Inhalt der Printausgabe
Sehenswürdigkeiten im User-Test
„Den Friedhof muss man nicht unbedingt gesehen haben.“
Im Sommer zieht es die Menschen nach draußen. Aber wohin soll man sich ziehen lassen? Wo ist es am schönsten? Gut, daß es Google Maps gibt! Denn mit dem Kartendienst läßt sich alles bewerten, auch Parks, Denkmäler und Berge. Zum Beispiel der Brocken: »Geil da oben« – Marcus Nordmann, 5 von 5 Sternen. Ehe Sie das Haus verlassen, sollten Sie deshalb schauen, welche Tips die Community so auf Lager hat. Denn dort gibt es Mutige, die auch unbequeme Wahrheiten in Sachen Ausflug aussprechen und sich nicht dem Urteil der befangenen Mainstream-Medien beugen, die fast alles loben, was ein paar Quadratmeter Wiese und eine Bank vorweisen kann.

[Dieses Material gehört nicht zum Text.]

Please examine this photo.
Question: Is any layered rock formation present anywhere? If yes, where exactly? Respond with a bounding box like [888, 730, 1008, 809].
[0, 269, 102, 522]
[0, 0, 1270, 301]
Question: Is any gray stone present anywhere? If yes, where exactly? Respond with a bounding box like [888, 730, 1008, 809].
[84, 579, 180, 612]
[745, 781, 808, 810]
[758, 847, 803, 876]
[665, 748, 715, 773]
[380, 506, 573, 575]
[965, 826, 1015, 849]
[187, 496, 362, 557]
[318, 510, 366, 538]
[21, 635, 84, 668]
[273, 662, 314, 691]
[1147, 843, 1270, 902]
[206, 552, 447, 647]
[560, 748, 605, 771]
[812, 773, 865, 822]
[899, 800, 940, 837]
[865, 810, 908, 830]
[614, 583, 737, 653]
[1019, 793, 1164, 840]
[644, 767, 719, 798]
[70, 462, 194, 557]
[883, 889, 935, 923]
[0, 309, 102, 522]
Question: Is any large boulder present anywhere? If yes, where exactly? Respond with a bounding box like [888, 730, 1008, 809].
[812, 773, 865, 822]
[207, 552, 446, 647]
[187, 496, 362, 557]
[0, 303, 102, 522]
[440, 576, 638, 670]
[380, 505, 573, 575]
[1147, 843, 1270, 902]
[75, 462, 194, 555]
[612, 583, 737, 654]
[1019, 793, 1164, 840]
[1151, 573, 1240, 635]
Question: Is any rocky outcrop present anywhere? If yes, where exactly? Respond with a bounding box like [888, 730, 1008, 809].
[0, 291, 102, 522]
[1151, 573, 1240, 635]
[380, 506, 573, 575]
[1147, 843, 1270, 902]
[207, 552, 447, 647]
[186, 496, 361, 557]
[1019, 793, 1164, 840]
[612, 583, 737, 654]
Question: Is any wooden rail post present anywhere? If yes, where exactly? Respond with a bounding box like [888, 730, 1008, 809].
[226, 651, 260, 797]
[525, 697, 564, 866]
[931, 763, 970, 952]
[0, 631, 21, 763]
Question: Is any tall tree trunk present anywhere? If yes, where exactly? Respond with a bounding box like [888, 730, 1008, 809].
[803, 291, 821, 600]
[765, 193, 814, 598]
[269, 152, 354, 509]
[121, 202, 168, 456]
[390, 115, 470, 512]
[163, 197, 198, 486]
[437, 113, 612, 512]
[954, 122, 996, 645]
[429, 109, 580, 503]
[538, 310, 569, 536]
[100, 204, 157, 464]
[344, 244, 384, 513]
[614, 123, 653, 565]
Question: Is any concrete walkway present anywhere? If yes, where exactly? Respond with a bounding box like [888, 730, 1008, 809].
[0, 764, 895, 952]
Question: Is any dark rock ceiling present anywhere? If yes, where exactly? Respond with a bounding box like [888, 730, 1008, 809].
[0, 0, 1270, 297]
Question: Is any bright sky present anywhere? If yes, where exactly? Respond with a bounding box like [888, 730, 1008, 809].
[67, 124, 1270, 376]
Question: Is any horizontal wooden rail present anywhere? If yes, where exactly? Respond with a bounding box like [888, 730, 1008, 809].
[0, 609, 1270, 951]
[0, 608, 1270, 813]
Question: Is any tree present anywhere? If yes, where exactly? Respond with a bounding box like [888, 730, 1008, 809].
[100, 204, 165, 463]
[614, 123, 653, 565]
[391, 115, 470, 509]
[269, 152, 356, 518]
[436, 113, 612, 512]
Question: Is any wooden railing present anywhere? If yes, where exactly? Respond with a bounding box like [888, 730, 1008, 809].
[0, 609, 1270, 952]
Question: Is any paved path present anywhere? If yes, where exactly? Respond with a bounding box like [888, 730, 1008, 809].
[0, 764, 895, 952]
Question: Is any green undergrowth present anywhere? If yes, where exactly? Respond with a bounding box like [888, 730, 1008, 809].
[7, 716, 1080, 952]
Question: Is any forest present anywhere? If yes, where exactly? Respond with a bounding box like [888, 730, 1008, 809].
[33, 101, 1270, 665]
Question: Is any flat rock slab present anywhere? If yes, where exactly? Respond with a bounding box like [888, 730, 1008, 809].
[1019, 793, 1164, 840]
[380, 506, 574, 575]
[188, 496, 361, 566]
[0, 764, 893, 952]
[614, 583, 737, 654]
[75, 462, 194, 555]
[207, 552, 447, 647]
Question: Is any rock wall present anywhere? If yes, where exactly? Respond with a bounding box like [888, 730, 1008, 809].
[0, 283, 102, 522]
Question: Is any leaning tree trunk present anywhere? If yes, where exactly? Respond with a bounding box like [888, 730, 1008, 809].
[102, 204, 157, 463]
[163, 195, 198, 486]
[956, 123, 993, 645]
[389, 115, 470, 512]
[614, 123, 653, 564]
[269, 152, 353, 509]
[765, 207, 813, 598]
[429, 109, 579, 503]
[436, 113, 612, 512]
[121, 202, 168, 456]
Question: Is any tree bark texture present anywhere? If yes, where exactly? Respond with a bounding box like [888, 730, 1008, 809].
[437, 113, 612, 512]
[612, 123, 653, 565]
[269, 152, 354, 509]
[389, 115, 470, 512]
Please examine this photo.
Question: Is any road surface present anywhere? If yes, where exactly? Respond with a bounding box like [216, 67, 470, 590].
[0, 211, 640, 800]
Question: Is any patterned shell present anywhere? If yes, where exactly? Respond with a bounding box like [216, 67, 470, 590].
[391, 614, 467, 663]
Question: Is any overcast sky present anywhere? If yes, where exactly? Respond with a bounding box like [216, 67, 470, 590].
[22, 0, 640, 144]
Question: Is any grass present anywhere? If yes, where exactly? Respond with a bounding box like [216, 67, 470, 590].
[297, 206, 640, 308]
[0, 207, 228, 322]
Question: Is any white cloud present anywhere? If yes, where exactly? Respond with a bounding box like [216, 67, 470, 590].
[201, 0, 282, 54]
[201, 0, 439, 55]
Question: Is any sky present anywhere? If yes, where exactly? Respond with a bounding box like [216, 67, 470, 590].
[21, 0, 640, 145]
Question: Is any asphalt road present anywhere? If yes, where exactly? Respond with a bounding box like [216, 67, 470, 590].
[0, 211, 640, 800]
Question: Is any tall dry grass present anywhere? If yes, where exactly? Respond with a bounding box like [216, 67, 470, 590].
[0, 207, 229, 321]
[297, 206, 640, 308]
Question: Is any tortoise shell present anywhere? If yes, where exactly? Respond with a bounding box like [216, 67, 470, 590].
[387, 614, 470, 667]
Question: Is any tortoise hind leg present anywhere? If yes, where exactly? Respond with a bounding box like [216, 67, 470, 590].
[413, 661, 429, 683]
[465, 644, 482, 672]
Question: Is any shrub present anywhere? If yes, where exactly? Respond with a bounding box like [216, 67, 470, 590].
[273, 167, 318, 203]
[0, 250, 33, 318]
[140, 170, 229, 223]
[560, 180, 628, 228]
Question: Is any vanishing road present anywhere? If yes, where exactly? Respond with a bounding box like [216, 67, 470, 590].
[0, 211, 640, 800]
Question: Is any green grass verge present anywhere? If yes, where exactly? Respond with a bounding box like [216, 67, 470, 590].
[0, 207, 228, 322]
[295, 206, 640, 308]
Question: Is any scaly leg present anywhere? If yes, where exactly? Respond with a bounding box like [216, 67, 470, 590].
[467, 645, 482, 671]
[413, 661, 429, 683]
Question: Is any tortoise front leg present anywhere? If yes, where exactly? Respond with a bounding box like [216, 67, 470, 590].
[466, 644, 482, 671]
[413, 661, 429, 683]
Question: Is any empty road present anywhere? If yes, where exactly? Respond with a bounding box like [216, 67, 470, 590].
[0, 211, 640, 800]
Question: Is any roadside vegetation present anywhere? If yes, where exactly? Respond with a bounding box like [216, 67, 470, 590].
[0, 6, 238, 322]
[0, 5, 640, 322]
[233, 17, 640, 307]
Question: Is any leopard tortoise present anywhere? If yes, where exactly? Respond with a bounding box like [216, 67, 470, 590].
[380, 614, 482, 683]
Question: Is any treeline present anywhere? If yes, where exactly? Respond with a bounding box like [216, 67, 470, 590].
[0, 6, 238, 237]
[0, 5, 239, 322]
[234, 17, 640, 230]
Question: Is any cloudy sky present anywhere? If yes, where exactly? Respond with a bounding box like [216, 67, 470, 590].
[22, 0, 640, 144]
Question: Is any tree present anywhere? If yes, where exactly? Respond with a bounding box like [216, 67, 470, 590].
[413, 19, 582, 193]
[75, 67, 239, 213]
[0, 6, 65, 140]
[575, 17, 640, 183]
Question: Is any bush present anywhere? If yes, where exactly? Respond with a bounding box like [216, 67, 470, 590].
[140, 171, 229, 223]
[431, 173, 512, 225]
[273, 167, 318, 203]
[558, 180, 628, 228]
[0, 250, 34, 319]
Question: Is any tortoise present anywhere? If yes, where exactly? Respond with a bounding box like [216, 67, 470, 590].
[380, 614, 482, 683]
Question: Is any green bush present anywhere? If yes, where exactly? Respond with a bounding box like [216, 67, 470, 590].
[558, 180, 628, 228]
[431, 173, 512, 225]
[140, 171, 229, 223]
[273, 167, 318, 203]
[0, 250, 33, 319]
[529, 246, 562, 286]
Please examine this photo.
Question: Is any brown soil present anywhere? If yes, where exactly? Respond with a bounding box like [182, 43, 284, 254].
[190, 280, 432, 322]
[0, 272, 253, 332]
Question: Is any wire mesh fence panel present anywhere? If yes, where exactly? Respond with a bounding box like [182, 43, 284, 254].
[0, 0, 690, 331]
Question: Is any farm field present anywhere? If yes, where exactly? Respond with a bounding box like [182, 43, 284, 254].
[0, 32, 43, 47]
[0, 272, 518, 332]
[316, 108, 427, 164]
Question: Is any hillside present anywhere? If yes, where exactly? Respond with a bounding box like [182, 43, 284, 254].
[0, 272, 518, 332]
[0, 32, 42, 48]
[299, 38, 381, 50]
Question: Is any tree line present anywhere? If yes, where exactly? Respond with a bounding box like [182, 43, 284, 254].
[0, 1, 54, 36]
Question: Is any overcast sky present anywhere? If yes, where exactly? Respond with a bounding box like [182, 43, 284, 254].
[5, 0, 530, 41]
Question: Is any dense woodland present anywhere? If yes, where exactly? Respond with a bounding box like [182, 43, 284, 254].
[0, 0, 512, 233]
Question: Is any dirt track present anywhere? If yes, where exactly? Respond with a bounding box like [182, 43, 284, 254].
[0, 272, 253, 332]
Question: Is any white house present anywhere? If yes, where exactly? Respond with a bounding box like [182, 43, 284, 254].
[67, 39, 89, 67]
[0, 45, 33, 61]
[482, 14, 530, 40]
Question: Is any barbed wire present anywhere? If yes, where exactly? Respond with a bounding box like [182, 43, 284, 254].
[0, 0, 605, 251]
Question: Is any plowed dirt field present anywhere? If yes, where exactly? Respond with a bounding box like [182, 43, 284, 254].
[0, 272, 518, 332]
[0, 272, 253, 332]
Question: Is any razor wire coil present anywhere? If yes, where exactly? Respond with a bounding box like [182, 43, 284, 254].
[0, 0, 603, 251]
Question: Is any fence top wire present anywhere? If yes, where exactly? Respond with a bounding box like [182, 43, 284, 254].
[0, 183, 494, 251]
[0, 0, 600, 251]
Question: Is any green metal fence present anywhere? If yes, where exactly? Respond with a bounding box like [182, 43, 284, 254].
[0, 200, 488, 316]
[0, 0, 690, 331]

Zum Beispiel Google-User Sven Jackwerth, der enthüllt, daß es im Dresdner Alaunpark »viele Menschen«, aber auch »viele Hundehaufen« gibt. Oder Luca Schneider, für den in der Stuttgarter Karlshöhe die Aussicht zwar »toll« ist, das Essen allerdings »sehr schlecht«. Dies sind keine Einzelfälle. Viele Nutzer beklagen sich über mangelhaften Service in unseren Parks, wie ihn Oliver Hummels in der Kasseler Karlsaue erleben mußte, die laut dem staatsgelenkten Hessischen Rundfunk ein »Lebensraum zum Entspannen und Genießen« ist: »Nachdem die bestellten Getränke nach 45 Minuten noch nicht da waren sind wir wieder gegangen.« Das ist ärgerlich und läßt sich dank Google vermeiden. Dennoch wäre eine genauere Erläuterung wünschenswert. Bei wem wurden die Getränke denn bestellt? Beim Parkwart? Und wie genau kommt das schlechte Essen in die Stuttgarter Karlshöhe? Handelt es sich hier um selbst mitgebrachte und schlecht belegte Pausenbrote?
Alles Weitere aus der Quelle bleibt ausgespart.